Wherever this occurs, the condition arises from the absence of the requirements for community. This often takes the form of progressive decline characterized by:
Collapse of the Community Social Contract
Failure of Local Co-reliance
Breakdown of Local Resource Recirculation
Collapse in the production of Community Wealth
This event flow drives an ever increasing systemic focus on ‘my, me, mine’ at the expense not only of the common good, but also of the systemic capacity to produce wellbeing for anyone, profoundly limiting community adaptability and sustainability.
In these places there is an ever increasing conversion of the wealth that naturally flows from the healthy activities of effective daily living out of community working capital and into financial assets that then concentrate in few hands. This oversimplifies the local network of commerce, diminishing and hollowing out the locally available jobs, which drives separation and isolation of the local residents from one another and from the real issues of provisioning life with food, water, shelter, education, finance, etc.
The result has been places that do not generate well-being, leaving most people in those places living in a daily struggle to survive, focused on finances and not well-being, often compromising their personal and family health for cash flow.

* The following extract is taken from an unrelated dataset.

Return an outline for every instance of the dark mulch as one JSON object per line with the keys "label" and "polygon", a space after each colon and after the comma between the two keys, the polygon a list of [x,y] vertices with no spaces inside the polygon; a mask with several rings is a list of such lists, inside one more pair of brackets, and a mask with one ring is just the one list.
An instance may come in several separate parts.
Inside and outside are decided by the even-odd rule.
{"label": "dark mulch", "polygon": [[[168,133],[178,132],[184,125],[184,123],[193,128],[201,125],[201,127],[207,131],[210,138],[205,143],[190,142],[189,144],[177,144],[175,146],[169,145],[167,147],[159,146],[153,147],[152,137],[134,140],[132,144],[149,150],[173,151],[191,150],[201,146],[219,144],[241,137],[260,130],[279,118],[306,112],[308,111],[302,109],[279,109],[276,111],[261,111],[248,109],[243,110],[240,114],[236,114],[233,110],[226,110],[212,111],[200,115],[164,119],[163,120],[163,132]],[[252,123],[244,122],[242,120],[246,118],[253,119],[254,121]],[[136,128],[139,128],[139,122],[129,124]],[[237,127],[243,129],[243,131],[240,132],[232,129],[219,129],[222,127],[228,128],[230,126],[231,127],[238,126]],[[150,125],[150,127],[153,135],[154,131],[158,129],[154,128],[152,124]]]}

And this happens across the whole range of economic classes.
These ‘hollowed out places’ do not thrive and do not enable thriving, regardless of how much financial activity may be engendered there.
Thriving now requires a local renewal (re-cultivation) of community. To move into this renewal requires a shift away from the old pattern that looked at community as an object (aggregated land, buildings and people), instead taking the more functional ‘new pattern’ view which looks at community as a dynamic social network of people coordinating their living of life together.
Seen through this lens, community can be defined as a social network in which the participants share, as a core element of their relationships, the tacit social contract to coordinate their living together so they jointly produce individual and shared wellbeing, community thriving, provisioning for thriving now and also in their shared future.